И старик стал подниматься из-за стола.
– Нет, нет, папочка ведь еще не уходит, – в панике засуетилась Регина.
– Я, наверное, переел, мне надо немножко вздремнуть, – возразил Лакстрем и, шаркая ногами, побрел в свою комнату.
– Папа, выслушайте меня, – идя за стариком, на ходу взывал Мауно. Нет, он даже не слушает!
– Он не слышит, – поправила девушка.
– Прекрасно слышит, просто притворяется. Все глухие одинаковы. Стоит только сказать о них какую-нибудь гадость, так они мигом услышат.
– Mayно, как ты говоришь о моем отце?!
– Разве я что-нибудь не так сказал? Прости, я не хотел, дорогая.
– Почему ты кричишь на меня?
– Только, ради бога, не плачь. Я же не о себе беспокоюсь, пойми. Должна же у тебя быть личная жизнь. Ты же не заключенная, в конце концов. А я? Обо мне можно и вовсе не думать. Выходит, что этот старый корявый сморчок тебе и семья, и муж...
– Как не стыдно! Это же мой отец! – зарыдала Регина.
– Ну, хорошо, хорошо, давай лучше выйдем на воздух. Здесь так душно, что я даже думать не в состоянии.
Они вышли в сад и сели в беседке из цветущей сирени.

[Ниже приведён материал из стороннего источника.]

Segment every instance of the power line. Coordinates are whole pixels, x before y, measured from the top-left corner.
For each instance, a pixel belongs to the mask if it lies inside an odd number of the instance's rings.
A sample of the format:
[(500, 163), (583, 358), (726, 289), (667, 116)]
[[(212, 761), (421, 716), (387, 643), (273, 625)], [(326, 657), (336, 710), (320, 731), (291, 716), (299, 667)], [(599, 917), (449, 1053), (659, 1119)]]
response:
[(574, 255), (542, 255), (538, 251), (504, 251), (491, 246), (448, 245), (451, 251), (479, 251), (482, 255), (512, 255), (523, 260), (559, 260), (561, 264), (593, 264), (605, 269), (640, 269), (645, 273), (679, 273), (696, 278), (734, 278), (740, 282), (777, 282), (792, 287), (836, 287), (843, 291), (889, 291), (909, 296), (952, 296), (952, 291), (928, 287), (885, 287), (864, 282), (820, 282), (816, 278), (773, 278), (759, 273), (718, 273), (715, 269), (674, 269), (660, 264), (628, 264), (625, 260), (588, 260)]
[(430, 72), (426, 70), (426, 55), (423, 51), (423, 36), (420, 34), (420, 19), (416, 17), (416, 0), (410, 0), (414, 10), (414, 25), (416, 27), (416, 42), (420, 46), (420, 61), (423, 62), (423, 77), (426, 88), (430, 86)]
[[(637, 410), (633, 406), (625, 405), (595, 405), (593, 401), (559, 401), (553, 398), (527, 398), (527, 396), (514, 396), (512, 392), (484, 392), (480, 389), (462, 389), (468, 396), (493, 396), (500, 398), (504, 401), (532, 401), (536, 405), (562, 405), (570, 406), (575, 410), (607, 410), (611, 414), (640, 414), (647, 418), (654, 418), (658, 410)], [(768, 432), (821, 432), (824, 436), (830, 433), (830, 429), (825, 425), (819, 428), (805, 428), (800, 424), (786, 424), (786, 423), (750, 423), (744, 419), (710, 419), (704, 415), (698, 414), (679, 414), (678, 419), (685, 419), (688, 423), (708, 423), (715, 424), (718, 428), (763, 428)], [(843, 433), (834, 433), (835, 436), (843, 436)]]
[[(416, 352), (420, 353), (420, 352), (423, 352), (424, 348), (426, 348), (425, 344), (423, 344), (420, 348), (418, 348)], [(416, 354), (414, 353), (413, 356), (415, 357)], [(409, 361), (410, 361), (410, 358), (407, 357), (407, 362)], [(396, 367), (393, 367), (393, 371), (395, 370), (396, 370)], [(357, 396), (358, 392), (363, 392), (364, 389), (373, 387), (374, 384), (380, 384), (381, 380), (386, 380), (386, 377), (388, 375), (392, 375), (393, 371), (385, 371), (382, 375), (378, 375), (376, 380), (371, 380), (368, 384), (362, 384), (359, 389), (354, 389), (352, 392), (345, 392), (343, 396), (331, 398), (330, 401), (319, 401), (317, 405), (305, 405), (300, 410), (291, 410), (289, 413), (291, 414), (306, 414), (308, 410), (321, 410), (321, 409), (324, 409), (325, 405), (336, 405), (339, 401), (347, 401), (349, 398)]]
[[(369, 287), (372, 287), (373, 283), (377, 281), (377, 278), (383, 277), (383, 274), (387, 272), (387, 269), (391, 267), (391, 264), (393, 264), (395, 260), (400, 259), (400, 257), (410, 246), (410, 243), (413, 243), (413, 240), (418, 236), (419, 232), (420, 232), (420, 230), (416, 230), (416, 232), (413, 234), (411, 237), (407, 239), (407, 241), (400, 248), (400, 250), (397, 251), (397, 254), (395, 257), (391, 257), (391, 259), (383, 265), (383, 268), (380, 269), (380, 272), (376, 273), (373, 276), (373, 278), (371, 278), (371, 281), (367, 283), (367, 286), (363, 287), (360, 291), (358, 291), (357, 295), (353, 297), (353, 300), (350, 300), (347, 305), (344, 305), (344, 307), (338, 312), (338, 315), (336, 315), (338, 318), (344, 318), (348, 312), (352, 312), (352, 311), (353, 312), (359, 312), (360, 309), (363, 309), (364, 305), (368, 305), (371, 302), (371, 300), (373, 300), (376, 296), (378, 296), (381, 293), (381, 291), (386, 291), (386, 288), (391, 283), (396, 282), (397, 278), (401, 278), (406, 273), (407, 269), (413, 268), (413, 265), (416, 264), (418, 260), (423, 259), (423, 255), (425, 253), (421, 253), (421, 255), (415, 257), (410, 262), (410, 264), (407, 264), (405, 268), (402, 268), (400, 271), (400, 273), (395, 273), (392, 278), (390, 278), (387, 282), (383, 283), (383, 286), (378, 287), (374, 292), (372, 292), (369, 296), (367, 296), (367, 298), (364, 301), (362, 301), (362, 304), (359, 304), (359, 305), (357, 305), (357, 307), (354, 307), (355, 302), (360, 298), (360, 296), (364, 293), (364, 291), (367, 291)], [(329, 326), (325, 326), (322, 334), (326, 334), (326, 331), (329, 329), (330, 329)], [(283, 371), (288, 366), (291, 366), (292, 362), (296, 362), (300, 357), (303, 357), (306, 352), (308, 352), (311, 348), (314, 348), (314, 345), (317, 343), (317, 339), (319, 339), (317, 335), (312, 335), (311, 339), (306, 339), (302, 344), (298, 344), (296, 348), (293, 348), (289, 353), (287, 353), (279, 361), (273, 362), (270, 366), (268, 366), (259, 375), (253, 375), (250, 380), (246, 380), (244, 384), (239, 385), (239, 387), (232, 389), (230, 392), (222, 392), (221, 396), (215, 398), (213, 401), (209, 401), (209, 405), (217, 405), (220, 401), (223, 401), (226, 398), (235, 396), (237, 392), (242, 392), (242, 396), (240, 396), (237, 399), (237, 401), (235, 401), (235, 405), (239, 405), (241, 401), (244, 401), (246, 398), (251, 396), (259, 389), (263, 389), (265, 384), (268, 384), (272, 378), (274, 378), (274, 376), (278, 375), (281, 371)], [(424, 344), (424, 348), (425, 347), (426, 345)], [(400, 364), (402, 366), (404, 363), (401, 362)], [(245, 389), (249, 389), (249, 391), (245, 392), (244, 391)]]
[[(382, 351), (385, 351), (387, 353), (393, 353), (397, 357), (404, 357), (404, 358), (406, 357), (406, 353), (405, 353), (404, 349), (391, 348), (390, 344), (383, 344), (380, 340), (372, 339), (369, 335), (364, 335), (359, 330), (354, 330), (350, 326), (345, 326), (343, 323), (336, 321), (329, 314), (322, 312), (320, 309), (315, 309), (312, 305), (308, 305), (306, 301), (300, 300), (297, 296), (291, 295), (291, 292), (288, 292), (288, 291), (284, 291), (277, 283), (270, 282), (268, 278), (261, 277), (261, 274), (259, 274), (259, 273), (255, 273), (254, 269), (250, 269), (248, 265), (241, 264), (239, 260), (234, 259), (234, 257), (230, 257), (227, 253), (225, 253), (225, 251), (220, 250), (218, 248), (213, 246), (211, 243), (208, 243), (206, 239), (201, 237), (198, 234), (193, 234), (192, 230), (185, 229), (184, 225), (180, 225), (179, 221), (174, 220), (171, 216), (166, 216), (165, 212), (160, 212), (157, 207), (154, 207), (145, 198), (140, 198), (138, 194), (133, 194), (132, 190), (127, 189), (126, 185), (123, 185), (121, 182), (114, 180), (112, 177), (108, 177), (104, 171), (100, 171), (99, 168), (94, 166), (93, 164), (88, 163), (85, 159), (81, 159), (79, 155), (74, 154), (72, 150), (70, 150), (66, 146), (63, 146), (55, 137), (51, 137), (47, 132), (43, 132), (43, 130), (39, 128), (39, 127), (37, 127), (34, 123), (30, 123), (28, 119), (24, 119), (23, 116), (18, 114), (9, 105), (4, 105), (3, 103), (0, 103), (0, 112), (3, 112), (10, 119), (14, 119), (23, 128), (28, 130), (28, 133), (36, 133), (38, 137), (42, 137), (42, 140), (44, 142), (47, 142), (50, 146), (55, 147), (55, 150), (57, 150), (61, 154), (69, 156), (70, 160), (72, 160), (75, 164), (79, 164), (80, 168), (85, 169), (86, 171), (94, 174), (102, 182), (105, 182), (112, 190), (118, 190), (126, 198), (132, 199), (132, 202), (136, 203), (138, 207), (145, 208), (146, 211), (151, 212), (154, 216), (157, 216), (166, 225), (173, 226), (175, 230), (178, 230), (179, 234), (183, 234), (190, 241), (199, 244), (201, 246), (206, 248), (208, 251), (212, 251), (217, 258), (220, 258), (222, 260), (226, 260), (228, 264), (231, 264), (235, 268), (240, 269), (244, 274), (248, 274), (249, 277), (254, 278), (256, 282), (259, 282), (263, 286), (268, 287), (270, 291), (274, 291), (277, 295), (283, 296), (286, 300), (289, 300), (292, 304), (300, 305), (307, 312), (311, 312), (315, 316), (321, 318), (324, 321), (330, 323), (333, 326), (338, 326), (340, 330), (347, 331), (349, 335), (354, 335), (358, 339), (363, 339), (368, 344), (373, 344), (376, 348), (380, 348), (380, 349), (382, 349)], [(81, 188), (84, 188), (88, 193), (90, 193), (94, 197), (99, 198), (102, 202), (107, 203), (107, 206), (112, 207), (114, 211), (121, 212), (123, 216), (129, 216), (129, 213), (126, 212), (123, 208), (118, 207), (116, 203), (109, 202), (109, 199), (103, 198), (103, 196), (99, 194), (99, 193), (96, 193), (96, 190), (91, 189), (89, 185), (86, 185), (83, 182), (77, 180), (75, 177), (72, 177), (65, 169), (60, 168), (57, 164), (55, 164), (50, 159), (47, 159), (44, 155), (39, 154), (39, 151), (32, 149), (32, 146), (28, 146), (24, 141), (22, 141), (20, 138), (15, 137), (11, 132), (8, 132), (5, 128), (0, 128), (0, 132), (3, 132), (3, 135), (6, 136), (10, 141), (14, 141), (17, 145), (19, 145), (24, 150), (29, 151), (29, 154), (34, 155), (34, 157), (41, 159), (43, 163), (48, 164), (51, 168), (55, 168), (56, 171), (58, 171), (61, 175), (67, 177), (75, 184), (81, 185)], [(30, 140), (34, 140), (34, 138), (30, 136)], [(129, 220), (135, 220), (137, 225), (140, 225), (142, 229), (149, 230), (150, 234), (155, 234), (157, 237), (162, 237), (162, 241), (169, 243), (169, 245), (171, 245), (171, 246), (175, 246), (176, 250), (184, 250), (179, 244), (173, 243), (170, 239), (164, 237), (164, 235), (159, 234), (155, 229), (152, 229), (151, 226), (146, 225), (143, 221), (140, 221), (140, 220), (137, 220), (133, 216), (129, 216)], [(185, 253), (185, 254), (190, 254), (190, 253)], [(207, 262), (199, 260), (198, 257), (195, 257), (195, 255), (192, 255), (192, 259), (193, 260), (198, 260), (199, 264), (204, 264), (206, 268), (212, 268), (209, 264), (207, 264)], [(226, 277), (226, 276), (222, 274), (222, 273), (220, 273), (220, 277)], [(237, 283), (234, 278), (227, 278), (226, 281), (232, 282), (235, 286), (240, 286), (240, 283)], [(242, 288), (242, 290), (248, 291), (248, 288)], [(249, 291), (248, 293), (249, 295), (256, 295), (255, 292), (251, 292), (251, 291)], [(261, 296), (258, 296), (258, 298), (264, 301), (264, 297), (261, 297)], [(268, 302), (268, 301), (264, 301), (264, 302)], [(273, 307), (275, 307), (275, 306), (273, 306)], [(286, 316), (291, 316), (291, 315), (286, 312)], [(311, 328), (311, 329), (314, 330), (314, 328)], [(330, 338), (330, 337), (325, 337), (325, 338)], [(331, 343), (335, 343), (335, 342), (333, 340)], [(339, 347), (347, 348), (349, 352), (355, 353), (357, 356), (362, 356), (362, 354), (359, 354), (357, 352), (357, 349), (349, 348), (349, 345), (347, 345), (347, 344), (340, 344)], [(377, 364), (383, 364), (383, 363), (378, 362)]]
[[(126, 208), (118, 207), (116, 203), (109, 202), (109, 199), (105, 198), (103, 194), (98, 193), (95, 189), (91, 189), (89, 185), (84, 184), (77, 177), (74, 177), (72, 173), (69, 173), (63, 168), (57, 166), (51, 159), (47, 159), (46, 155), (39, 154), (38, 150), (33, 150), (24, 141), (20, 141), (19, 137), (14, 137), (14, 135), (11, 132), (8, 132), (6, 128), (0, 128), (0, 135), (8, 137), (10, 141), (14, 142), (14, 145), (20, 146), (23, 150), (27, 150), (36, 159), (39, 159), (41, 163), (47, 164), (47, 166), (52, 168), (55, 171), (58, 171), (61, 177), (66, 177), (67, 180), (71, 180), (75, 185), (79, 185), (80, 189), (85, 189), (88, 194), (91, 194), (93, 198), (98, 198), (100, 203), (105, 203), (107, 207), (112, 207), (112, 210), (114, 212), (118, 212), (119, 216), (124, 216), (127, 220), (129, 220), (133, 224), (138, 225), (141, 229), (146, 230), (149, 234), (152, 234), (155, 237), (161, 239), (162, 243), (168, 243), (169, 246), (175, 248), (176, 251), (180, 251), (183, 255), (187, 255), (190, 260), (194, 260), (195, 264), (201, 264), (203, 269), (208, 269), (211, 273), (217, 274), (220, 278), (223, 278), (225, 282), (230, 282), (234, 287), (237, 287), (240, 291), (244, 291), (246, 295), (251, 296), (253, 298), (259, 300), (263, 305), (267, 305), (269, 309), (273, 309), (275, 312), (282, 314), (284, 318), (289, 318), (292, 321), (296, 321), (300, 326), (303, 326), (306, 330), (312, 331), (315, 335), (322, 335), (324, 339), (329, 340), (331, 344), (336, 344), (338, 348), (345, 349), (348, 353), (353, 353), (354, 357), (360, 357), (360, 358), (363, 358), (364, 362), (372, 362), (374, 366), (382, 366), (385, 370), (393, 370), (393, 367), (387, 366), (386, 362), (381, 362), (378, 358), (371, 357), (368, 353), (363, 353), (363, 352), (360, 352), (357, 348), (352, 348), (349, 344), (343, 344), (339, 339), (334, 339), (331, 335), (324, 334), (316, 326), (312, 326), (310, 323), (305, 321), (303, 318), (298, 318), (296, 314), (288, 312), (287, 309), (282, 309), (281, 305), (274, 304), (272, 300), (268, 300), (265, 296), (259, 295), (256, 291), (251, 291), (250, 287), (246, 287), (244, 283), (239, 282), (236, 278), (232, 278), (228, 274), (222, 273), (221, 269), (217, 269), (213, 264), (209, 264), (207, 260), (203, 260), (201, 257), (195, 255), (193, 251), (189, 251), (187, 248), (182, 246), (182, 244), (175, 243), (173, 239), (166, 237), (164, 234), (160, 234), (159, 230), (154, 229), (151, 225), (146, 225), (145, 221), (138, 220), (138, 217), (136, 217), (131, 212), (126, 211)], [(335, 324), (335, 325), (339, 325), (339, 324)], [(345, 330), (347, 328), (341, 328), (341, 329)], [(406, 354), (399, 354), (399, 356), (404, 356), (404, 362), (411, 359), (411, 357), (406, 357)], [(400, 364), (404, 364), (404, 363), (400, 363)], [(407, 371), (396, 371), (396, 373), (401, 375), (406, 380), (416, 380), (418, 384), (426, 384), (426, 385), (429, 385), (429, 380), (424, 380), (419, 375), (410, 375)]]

Там было полутемно и прохладно, и дым от сигареты причудливо извивался наподобие синих драконов.
– Знаешь, я пойду и по-хорошему поговорю обо всем с папой, – наконец решил Сантавирта.
– Папа уже давно спит, – безнадежно махнула рукой Регина.

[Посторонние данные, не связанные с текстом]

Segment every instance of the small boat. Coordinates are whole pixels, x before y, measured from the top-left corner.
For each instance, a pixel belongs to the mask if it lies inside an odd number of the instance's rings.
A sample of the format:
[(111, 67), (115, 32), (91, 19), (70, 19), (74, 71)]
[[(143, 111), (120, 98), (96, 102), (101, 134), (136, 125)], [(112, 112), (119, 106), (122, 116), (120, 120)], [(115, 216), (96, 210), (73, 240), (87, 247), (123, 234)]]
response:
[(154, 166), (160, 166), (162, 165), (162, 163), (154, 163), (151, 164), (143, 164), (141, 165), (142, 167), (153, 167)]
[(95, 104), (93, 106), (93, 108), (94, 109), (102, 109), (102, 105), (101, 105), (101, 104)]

Но Сантавирта все же встал и направился к дому. Он вошел в прихожую, нерешительно потоптался и наконец робко постучал в дверь комнаты старика. Не услышав ответа, Сантавирта бесшумно отворил ее и заглянул внутрь. Старик лежал на кровати, неестественно запрокинув голову, широкий нос его заострился.
Сантавирта испуганно закрыл дверь, прошел по коридору и остановился у окна. Регина сидела в сиреневой беседке, закинув ногу на ногу, и курила. Сантавирта бросил сигарету на пол, загасил ее носком ботинка, потом надел шляпу, и, вздохнув, направился к девушке.
Обед за один доллар
Перевод Т. Джафаровой
Парк раскинулся на самом склоне горы. Снизу казалось, что пальмы лежат на земле, а люди разгуливают прямо по их макушкам. Еще снизу видна была широкая аллея, посыпанная песком, с двумя рядами скамеек вдоль нее. Духового оркестра не было видно – только слышно было, как он играл марши Соуса.

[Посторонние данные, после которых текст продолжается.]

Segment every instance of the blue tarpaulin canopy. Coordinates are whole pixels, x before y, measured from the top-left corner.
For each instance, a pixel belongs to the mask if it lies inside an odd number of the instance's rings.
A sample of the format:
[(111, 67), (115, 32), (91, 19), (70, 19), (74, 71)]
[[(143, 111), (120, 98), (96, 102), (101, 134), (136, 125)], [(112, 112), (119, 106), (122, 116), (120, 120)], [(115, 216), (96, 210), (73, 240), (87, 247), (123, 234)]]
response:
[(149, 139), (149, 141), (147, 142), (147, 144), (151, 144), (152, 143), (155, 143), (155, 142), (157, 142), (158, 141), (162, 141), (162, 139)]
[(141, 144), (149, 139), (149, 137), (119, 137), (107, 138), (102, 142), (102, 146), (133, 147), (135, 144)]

Мы шли по оживленной улице, бегущей вверх. Машины мчались вниз или ползли в гору, иногда движение транспорта замирало.
"За один доллар здесь можно съесть все что угодно и сколько угодно", приглашала незатейливая реклама, отпечатанная на листе картона. Не долго думая, Купаринен толкнул дверь ресторана и вошел, а я последовал его примеру.
Мы сняли шляпы и положили их на полку в раздевалке, там никого не оказалось; ясно, ответственность за их сохранность – на нас самих.
– Может, возьмем шляпы с собой? – робко предложил я.
– Да не волнуйся ты, здесь не крадут шляпы, – успокоил меня Купаринен.
– А что крадут?
– Деньги и власть.
– Как, в этом ресторане?
– Нет, конечно; я думал, тебя интересует Америка вообще.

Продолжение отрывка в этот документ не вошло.